Thomas S. Greathouse married Anjemima Williams, daughter of Owen Williams, of Pendleton County, Kentucky. She died June 29, 1917. Their children were: Mrs. F. M. Smith, of Fresno, California; Lee S.; and Flem E., of Pleasant Valley Township. In their family circle Thomas S. Greathouse and wife were the first to die. Their children, grandchildren and great-grandchildren are all still living.

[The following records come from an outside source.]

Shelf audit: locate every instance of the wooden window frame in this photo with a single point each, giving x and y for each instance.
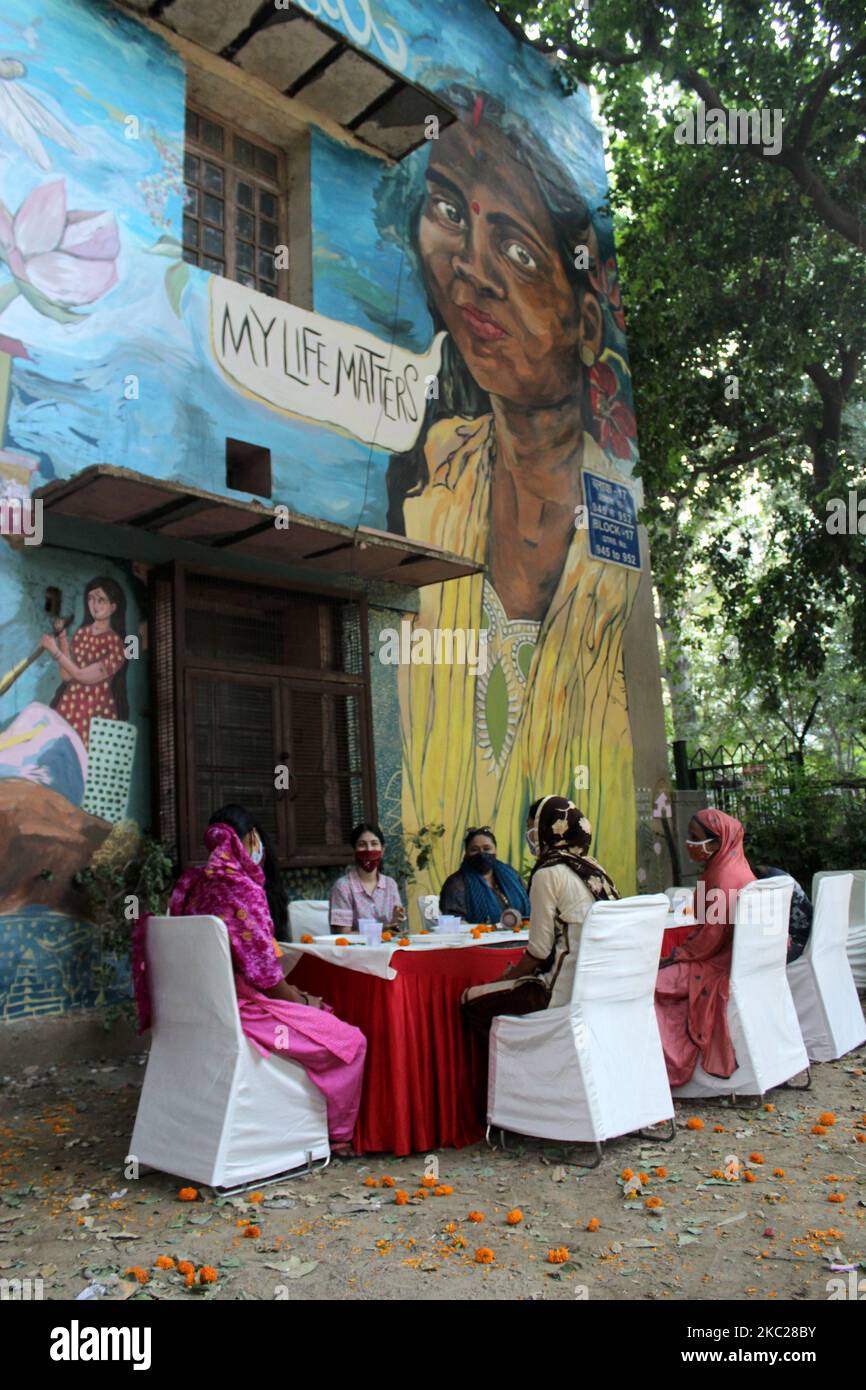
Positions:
(234, 173)
(171, 729)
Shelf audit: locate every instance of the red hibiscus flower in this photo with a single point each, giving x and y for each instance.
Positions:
(615, 420)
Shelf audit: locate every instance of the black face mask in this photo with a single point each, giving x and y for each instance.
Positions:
(480, 863)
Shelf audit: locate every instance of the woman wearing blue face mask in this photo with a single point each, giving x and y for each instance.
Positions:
(483, 887)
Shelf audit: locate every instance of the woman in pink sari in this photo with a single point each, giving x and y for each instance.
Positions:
(241, 884)
(694, 982)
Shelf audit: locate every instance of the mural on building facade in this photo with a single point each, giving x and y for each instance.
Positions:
(467, 249)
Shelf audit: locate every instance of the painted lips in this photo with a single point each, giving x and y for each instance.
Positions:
(481, 324)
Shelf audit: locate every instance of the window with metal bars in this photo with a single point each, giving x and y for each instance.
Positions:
(262, 697)
(235, 203)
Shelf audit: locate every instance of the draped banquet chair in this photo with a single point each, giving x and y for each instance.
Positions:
(591, 1069)
(855, 945)
(309, 916)
(213, 1109)
(824, 994)
(761, 1012)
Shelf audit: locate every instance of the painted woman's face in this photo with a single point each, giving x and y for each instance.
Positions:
(100, 605)
(494, 271)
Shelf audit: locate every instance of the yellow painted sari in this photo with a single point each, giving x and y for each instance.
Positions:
(555, 690)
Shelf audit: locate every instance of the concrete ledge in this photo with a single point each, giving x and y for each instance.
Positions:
(66, 1037)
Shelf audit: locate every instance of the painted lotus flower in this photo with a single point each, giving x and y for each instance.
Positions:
(66, 257)
(615, 420)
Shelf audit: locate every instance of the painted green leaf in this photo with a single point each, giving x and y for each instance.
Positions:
(177, 277)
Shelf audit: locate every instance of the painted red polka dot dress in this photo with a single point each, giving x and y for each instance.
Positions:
(79, 704)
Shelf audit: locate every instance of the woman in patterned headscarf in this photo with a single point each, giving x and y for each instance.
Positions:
(563, 886)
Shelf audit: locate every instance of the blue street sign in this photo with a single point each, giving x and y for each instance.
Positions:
(612, 520)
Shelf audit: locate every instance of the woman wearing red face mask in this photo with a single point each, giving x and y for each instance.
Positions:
(694, 982)
(366, 891)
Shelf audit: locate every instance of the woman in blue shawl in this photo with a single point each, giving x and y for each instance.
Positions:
(483, 886)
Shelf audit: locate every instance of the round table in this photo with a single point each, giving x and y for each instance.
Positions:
(426, 1070)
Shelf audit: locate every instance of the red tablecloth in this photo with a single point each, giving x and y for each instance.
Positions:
(426, 1073)
(674, 937)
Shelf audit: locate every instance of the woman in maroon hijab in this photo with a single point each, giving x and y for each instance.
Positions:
(694, 982)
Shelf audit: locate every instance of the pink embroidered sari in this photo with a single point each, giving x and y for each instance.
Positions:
(231, 887)
(692, 994)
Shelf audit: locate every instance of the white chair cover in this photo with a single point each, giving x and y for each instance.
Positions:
(309, 916)
(824, 994)
(211, 1108)
(592, 1069)
(856, 922)
(761, 1014)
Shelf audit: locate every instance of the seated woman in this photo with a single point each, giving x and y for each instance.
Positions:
(563, 886)
(483, 886)
(364, 891)
(241, 884)
(799, 918)
(694, 982)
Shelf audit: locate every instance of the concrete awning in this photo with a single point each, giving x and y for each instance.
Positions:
(121, 496)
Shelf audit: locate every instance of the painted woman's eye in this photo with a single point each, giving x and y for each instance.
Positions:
(517, 252)
(449, 211)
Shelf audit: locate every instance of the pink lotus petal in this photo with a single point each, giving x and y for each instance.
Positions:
(91, 235)
(41, 220)
(70, 280)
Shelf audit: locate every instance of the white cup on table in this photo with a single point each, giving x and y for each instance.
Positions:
(371, 931)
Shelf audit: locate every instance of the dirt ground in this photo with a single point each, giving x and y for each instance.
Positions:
(762, 1228)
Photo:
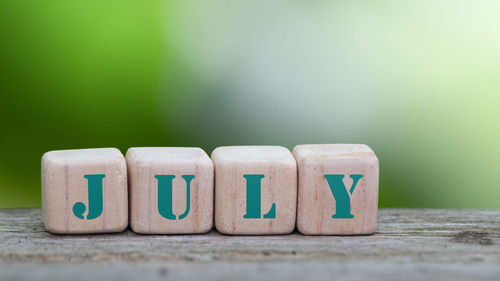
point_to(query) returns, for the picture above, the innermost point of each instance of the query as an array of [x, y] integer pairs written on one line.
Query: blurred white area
[[419, 81]]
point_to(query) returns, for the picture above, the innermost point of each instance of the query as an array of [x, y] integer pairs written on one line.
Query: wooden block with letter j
[[337, 189], [171, 190], [255, 190], [84, 191]]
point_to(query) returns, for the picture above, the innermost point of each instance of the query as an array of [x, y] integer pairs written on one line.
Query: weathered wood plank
[[409, 244]]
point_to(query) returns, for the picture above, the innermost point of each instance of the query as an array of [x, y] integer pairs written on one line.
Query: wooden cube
[[84, 191], [255, 190], [171, 190], [338, 189]]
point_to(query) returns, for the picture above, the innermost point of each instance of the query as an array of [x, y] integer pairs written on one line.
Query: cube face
[[84, 191], [255, 190], [161, 181], [337, 189]]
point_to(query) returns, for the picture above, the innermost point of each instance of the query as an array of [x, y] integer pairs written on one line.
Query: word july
[[324, 189]]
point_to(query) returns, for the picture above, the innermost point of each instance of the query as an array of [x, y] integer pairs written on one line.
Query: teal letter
[[165, 196], [253, 199], [342, 198], [95, 198]]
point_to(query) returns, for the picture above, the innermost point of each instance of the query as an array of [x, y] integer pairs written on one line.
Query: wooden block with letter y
[[84, 191], [255, 190], [171, 190], [337, 189]]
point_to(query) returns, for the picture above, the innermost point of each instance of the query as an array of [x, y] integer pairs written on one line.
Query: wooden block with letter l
[[171, 190], [255, 190], [337, 189], [84, 191]]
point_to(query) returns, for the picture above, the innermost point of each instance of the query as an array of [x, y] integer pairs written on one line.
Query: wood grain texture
[[409, 244]]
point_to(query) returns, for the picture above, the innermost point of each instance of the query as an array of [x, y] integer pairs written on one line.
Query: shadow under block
[[171, 190], [255, 190], [337, 189], [84, 191]]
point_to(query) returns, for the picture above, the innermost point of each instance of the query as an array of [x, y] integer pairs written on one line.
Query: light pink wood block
[[316, 202], [278, 186], [144, 163], [64, 185]]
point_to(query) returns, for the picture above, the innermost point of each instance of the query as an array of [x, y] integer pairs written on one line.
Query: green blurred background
[[418, 81]]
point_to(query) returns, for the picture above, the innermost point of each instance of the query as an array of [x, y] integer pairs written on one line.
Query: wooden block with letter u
[[171, 190], [337, 189]]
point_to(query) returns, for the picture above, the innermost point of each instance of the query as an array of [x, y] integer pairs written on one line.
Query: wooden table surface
[[410, 244]]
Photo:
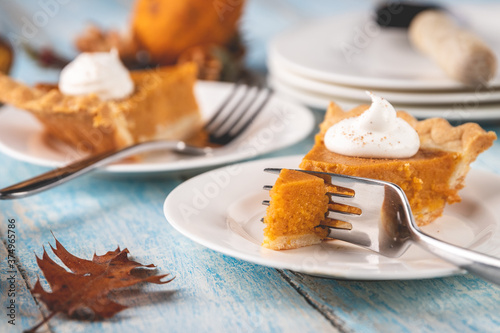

January 28, 1886, in Wayne County, Iowa, Lee S. Greathouse married Miss Stella Wood. Her father, Jeremiah Wood, went to Iowa from Ohio. The maiden name of his wife was Eliza Holderbaum. In the Wood family the children were Miss Mary Wood; Isaac M., of Nebraska; Mrs. Greathouse was born January 7, 1865, in Wayne County, Iowa; and Clarence, of that county. Mr. and Mrs. Lee Greathouse have five children. Rolland, a farmer near his father's place, married Mrs. Ida Clark and their children are Lawrence, Isabel and Clark. Ralph, who carried the active responsibilities of his father's ranch until his call to Camp Funston in August, 1918, is the second son. Mabel, the oldest daughter, is now the wife of P. A. Lindner, of Finney County. Olive married I. S. Ruth, of Scott City, Kansas, and they have two children, Ira Sankey and George Leander. Helen is the wife of John Craig, of Finney County. Mr. and Mrs. Greathouse are active Baptists, and he has served as superintendent of the Sabbath school. He and his wife are also members of the Yeomen Order.